Day 3: Tame It! Taming Our Hands
“Let the favor of the Lord our God be upon us, and establish the work of our hands upon us; yes, establish the work of our hands!” (Psalm 90:17, ESV).
The Bible says a lot about our hands and how we use them. And I mean a lot. Just look at the book of Proverbs and you’ll see so many passages that speak just about our hands. But I think the best way to understand how God wants us to tame our hands is to simply look at how Jesus used His. It shouldn’t come as a surprise to us that every single way He used them was for our good and for God’s glory.
Jesus used His hands to heal. Let’s look at this excerpt from Mark’s writing: “And He took the blind man by the hand and led him out of the village …. Then Jesus laid His hands on his eyes again; and he opened his eyes, his sight was restored, and he saw everything clearly” (Mark 8:23, 25). Though He could’ve just used His words, Jesus intentionally used His hands to heal this man. His hands showed His love and care.
Jesus also used His hands to serve. In John 13, we read the story of Jesus washing the feet of His disciples (followers). I encourage you to read that story for yourself, as it teaches us so much about ourselves and about Jesus. But I want to emphasize that Jesus did this as an example for His disciples (v. 15), and said to them, “If you know these things, you are blessed if you do them” (John 13:17, NASB). Jesus wanted His followers—then and now—to use their hands to serve others just as He did.
Jesus also used His hands to bless others. In Mark’s writing, we read these beautiful words: “He took the children in His arms, placed His hands on them and blessed them” (Mark 10:16, NIV). While this doesn’t really need any further explanation, we can simply take comfort in the fact that Jesus used His hands to bless these children. He used His hands to show them His love.
After reading these examples of how the Lord Jesus used His hands, let’s reflect on how we use ours, and, more importantly, how we should use them. The words of Scripture are sufficient to help us understand what our hands are capable of. In Mark 9, Jesus said to His disciples: “The Son of Man is going to be delivered into the hands of men, and they will kill him” (v. 31).

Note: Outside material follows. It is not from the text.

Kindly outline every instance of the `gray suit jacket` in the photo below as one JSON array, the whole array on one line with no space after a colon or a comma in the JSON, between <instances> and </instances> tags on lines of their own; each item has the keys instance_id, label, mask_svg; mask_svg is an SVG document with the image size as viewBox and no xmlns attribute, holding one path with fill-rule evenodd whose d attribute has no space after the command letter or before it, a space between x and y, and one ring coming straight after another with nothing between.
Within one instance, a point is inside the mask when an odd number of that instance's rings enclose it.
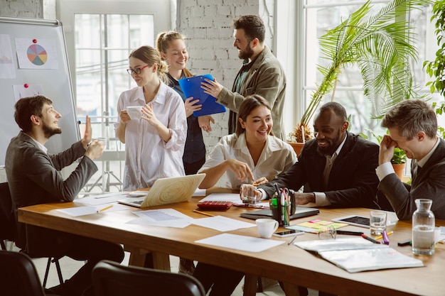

Jesus was speaking about Himself and His death on the cross; it was by people’s hands that this was accomplished. If it was true of people then, it is true of people today—this is the extent to which our hands can be used.
But God’s story is one of redemption, because He gave His Son to pay for our sins. So instead of allowing our hands to be responsible for sin, let’s follow Christ’s example and let God teach us how to use our hands: “Let the favor of the Lord our God be upon us, and establish the work of our hands” (Psalm 90:17).

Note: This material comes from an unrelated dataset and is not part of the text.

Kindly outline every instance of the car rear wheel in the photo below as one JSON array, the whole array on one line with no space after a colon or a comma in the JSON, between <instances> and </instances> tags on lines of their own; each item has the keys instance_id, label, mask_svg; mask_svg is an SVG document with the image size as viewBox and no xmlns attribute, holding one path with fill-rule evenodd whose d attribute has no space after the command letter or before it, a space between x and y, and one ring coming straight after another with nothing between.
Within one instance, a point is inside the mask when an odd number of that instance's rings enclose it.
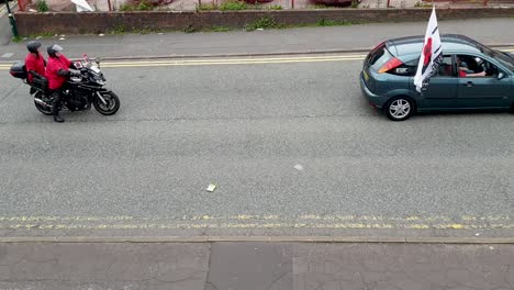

We can use our hands to work: “He must labor [work], performing with his own hands what is good, so that he will have something to share with one who has need” (Ephesians 4:28, NASB). In other words, we should use our hands to be productive. That may include taking care of our home, working a job to provide for our family, or helping a friend with a project, among many other things. But in any case, we should avoid laziness and instead use our hands to work so we can honor God and help people.

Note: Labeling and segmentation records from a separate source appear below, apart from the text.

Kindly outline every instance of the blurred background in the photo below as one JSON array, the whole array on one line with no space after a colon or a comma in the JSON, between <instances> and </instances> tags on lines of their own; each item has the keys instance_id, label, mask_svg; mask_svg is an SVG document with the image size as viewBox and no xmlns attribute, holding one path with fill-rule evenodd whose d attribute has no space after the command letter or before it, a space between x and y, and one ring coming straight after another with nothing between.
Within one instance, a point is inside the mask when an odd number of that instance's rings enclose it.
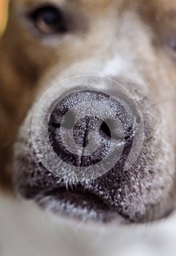
<instances>
[{"instance_id":1,"label":"blurred background","mask_svg":"<svg viewBox=\"0 0 176 256\"><path fill-rule=\"evenodd\" d=\"M0 34L3 31L6 24L7 5L8 0L0 0Z\"/></svg>"}]
</instances>

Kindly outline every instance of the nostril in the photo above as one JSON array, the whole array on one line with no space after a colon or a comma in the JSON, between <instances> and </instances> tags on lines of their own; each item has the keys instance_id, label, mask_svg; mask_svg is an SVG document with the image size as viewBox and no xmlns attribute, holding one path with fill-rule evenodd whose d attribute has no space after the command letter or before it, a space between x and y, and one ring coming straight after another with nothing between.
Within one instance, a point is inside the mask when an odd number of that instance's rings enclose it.
<instances>
[{"instance_id":1,"label":"nostril","mask_svg":"<svg viewBox=\"0 0 176 256\"><path fill-rule=\"evenodd\" d=\"M71 111L68 111L63 117L61 125L65 129L72 129L74 124L74 113Z\"/></svg>"},{"instance_id":2,"label":"nostril","mask_svg":"<svg viewBox=\"0 0 176 256\"><path fill-rule=\"evenodd\" d=\"M111 138L110 129L106 121L103 121L100 127L100 132L102 132L109 138Z\"/></svg>"}]
</instances>

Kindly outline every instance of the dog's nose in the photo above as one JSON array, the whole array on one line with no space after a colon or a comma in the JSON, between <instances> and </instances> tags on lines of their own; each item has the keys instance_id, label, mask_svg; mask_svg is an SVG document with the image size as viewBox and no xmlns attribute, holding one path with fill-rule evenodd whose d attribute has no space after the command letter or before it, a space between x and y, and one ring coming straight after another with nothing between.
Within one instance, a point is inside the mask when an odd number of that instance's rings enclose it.
<instances>
[{"instance_id":1,"label":"dog's nose","mask_svg":"<svg viewBox=\"0 0 176 256\"><path fill-rule=\"evenodd\" d=\"M127 104L105 93L81 91L62 98L49 121L49 138L67 164L88 167L102 161L113 147L130 145L134 116Z\"/></svg>"}]
</instances>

We can also use our hands to bless others: “She opens her hand to the poor and reaches out her hands to the needy” (Proverbs 31:20). There are so many ways our hands can be used to bless others … writing someone a card, making someone a meal, helping someone clean their home or fix their car … and it glorifies God when we use our hands that way.
Most of all, we can use our hands to long for and lean on God: “I stretch out my hands to you; my soul thirsts for you like a parched land” (Psalm 143:6). Let’s be people who are characterized by reading God’s Word, praying to Him, and serving others. That is how we follow the example Jesus gave and use our hands for God’s glory.